Berikut adalah beberapa takeaways dari berbagai percakapan tentang keberlanjutan:

Ada banyak kebingungan tentang apa itu keberlanjutan atau artinya bagi Pemimpin Bisnis dan Konsumen.

Banyak pemimpin memiliki interpretasi yang berbeda tentang apa arti sebenarnya dari “keberlanjutan” dan bagaimana hal itu mempengaruhi organisasi mereka. Saya telah menemukan bahwa pemutusan terutama bersifat generasi. Boomer, Gen X, dan Milenial percaya bahwa keberlanjutan berarti produk yang terbuat dari serat dan bahan yang berkelanjutan, daur ulang, atau alami. Gen Z berasumsi bahwa penggunaan bahan yang berkelanjutan adalah hal yang wajar, dengan definisi yang diperluas untuk mencakup manufaktur yang berkelanjutan. Pengecer dan merek harus berada di halaman yang sama dengan Gen Z agar tetap kompetitif. Namun, setelah mengatakan semua itu, kedua kelompok kehilangan definisi keberlanjutan yang lebih luas dan bagaimana kaitannya dengan tujuan LST (Lingkungan, Sosial dan Tata Kelola).

Keberlanjutan tidak lagi menyenangkan—ini taruhannya – dan Anda tidak bisa mengabaikannya.

Sejumlah merek rintisan di NRF pada intinya memiliki etos keberlanjutan, seperti melarang plastik sekali pakai, atau hanya menggunakan bahan daur ulang, atau membuat produk yang sepenuhnya dapat didaur ulang. Kami tahu bahwa konsumen saat ini di semua generasi mengharapkan pengecer dan merek menjadi lebih berkelanjutan. Pengemasan adalah tempat yang sangat jelas untuk memulai banyak merek. Mengurangi jumlah limbah yang masuk ke dalam kemasan harus menjadi prioritas di setiap pengecer dan merek karena sering kali menjadi titik kontak pertama antara konsumen dan merek itu sendiri. Hampir setiap konsumen yang kami ajak bicara baru-baru ini percaya bahwa pengiriman online mengandung bahan kemasan yang berlebihan. Melakukan hal ini dengan benar tidak hanya baik untuk planet dan citra pengecer atau merek, tetapi juga akan menghemat uang mereka dalam jangka panjang.

Semua orang tahu greenwashing itu buruk.

Bagi mereka yang tidak terbiasa dengan istilah tersebut, Cambridge English Dictionary mendefinisikan Greenwashing: untuk membuat team Anda Percaya bahwa Tujuan perusahaan melakukan lebih banyak untuk melindungi itu lingkungan Hidup daripada yang sebenarnya. Di dunia yang terhubung tidak seperti sebelumnya, dan bagi konsumen Gen Z dan Milenial yang menjunjung tinggi transparansi dan keaslian, greenwashing adalah hal yang sangat buruk.

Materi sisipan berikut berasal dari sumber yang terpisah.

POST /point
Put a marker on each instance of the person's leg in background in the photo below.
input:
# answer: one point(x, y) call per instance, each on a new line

Sayangnya, banyak perusahaan yang begitu takut dituduh melakukan greenwashing sehingga mereka tidak membicarakan upaya keberlanjutan mereka sama sekali.  

Saat mensurvei konsumen di semua generasi, mayoritas percaya bahwa pengecer cukup transparan tentang upaya keberlanjutan mereka. Mendengarkan suara pelanggan terlebih dahulu dengan menguji pesan pemasaran sebelum kampanye dapat membantu mengurangi tuduhan pencucian hijau.

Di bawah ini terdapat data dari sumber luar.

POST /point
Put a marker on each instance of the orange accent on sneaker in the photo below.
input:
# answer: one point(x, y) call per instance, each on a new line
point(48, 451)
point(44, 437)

Penetapan harga produk berkelanjutan—mengapa harus lebih mahal?

Banyak merek dan pengecer mapan yang saya ajak bicara secara terbuka bertanya-tanya apakah konsumen akan membayar lebih untuk produk berkelanjutan atau tidak. Sebuah laporan baru-baru ini menemukan bahwa mayoritas konsumen akan membayar lebih untuk produk yang berkelanjutan. Namun pertanyaan yang lebih baik adalah “mengapa produk berkelanjutan harus lebih mahal?” Praktik bisnis yang berkelanjutan harus menghemat uang dalam jangka panjang. Kami telah melihat secara langsung pengurangan pemborosan dan biaya yang timbul dengan menguji produk yang diberikan 3D dengan konsumen sebelum produksi. Praktik yang sangat berkelanjutan ini berarti bahwa pengecer dan merek tidak memiliki persediaan berlebih yang harus dijual atau—lebih buruk—dikirim ke tempat pembuangan sampah. Ini juga menghilangkan kebutuhan untuk membuat, mengirim, dan menghancurkan ribuan sampel.

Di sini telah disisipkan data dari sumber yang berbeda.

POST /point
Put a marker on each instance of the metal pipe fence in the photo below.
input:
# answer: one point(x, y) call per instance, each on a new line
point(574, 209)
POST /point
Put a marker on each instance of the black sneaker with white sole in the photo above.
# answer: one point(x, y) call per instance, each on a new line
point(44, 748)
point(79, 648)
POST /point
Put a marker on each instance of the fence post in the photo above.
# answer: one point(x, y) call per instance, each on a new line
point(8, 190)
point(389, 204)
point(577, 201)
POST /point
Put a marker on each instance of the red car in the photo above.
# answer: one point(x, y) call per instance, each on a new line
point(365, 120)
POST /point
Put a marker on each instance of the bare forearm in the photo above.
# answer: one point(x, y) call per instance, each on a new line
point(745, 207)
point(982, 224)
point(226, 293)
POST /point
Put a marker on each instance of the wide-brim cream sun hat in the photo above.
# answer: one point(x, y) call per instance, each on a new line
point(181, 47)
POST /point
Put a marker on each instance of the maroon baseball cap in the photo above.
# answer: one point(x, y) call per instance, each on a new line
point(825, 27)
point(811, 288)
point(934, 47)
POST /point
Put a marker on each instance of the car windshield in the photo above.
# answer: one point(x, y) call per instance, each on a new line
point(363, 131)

Kepedulian terhadap planet ini, jejak karbon bisnis, dan produksi berlebih semuanya akan tetap ada, dan hanya akan menjadi lebih penting di tahun-tahun mendatang. Sangat penting untuk menawarkan transparansi tentang strategi dan pencapaian keberlanjutan serta merombak desain dan proses manufaktur serta mengurangi pemborosan. Ini bisnis yang bagus, dan rasanya juga enak.